Police in Venezuela have regained control of a prison east of the capital, Caracas, after a stand-off that lasted for 27 days.
More than 800 prisoners left the El Rodeo prison, after some 60 armed prisoners surrendered, officials said.
Authorities said that four inmates were shot dead by National Guard troops as they tried to escape.
The stand-off began after troops stormed the prison to put an end to violent clashes between rival groups.
More than 25 people died in the mid-June clashes and in subsequent attempts to regain full control of the prison, in the town of Guatire.
Venezuelan troops eventually took over a part of the jail known as El Rodeo 1.
But hundreds of other prisoners remained holed up in the other wing, El Rodeo 2.
The authorities said about 60 inmates there were using guns to exert control over fellow prisoners.
Nearly a month after the first riots, the Venezuelan Interior and Justice Minister, Tareck El Aissami, said some of the armed leaders had agreed to surrender.
He said the inmates had been given guarantees that their human rights would be respected.

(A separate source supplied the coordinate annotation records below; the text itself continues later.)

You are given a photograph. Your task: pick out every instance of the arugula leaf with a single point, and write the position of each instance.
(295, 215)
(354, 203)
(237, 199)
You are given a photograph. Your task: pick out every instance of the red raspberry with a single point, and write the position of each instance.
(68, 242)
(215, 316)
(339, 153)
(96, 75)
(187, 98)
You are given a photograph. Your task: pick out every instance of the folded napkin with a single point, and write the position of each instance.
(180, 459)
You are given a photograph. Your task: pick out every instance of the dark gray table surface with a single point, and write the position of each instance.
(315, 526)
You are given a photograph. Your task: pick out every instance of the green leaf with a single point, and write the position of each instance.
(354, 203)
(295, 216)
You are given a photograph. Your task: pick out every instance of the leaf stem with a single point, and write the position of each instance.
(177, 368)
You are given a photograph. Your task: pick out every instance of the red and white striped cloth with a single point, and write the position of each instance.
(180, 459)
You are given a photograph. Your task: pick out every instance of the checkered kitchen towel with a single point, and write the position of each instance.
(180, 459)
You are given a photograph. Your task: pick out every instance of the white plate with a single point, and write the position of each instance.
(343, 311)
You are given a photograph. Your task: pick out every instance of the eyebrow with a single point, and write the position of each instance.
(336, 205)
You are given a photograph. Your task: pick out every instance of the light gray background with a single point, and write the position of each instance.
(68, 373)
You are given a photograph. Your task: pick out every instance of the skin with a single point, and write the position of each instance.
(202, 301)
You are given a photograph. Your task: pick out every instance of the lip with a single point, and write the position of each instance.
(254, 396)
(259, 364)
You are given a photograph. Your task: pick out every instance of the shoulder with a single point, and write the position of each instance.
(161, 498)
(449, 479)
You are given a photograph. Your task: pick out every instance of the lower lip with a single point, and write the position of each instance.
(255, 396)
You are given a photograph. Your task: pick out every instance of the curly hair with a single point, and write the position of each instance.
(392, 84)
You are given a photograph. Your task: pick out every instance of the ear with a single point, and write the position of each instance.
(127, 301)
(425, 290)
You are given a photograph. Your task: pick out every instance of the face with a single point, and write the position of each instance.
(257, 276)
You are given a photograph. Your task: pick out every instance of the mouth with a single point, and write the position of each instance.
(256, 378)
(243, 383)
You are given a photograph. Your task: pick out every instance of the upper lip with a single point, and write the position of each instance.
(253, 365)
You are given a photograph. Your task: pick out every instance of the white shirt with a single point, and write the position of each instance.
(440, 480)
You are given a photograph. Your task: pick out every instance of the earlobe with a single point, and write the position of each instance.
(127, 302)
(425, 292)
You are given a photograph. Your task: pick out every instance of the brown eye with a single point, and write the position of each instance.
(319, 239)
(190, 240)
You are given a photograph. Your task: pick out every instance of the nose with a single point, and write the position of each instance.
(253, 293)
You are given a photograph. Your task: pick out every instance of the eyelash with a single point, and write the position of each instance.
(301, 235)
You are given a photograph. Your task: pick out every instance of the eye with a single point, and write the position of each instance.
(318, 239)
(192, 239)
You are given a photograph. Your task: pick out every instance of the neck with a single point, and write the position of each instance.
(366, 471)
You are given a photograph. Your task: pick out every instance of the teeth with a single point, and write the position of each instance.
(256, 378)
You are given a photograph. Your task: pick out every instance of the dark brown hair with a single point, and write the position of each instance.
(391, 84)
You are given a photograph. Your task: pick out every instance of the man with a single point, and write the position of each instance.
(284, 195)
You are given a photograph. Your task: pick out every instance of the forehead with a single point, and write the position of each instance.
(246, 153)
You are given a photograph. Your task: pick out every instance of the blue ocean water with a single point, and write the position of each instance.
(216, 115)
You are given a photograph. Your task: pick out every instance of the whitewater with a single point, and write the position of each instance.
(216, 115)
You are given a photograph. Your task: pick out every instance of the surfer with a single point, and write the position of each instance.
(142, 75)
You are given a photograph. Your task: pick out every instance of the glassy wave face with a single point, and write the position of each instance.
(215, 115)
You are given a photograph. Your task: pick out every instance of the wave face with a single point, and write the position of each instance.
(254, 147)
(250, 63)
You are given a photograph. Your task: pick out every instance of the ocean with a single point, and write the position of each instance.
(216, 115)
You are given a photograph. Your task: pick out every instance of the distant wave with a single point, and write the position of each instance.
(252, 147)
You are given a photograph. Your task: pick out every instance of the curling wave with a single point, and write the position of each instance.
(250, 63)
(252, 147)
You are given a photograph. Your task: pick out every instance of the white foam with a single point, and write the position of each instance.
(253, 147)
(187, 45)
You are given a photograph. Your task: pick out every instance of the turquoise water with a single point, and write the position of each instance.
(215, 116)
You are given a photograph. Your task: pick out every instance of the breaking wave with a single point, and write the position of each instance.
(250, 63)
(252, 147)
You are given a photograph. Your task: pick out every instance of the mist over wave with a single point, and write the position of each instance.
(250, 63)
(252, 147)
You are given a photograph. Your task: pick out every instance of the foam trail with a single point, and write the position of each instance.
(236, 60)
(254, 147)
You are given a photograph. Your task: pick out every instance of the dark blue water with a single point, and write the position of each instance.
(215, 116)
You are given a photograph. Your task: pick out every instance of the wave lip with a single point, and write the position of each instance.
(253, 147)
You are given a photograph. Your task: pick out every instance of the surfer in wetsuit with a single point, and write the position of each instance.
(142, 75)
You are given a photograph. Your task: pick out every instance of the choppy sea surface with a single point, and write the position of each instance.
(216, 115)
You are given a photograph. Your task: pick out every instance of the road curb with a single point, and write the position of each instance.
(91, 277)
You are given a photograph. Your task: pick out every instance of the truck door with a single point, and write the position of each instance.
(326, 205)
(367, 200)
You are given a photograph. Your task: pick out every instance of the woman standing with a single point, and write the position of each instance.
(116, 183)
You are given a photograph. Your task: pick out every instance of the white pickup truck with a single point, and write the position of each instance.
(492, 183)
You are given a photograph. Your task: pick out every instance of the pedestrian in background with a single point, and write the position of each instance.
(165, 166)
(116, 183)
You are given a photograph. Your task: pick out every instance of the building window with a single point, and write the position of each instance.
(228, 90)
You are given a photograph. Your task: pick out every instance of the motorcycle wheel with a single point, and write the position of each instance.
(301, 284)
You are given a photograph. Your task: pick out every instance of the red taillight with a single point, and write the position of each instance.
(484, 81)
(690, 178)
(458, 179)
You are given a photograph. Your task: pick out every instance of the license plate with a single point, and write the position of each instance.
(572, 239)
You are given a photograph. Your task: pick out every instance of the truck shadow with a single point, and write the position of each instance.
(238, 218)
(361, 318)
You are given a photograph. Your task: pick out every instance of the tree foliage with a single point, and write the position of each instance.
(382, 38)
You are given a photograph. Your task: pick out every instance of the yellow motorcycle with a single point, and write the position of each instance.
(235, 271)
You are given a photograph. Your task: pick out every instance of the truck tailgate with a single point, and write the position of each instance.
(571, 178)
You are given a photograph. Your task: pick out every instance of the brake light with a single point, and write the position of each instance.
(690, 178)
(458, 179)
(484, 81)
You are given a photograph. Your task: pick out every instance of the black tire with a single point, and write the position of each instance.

"We've managed for all of them to come down to the yards," Mr El Aissami said. "We celebrate the triumph of peace, dialogue."
A spokesperson for prisoners' relatives, Grisel Zorrilla, told the Associated Press news agency that the inmates showed signs of dehydration but were generally in good health.
Hundreds of families remained outside the prison waiting for the latest information on the health and the likely destination of their family members.
The government said that the 831 inmates evacuated from El Rodeo were being sent to two other jails, Yare 2 and Tocuyito.
Venezuelan prisons are notoriously overcrowded and there has been a series of riots since the beginning of the year.
The Inter-American Commission on Human Rights says nearly 500 people died in prison violence last year.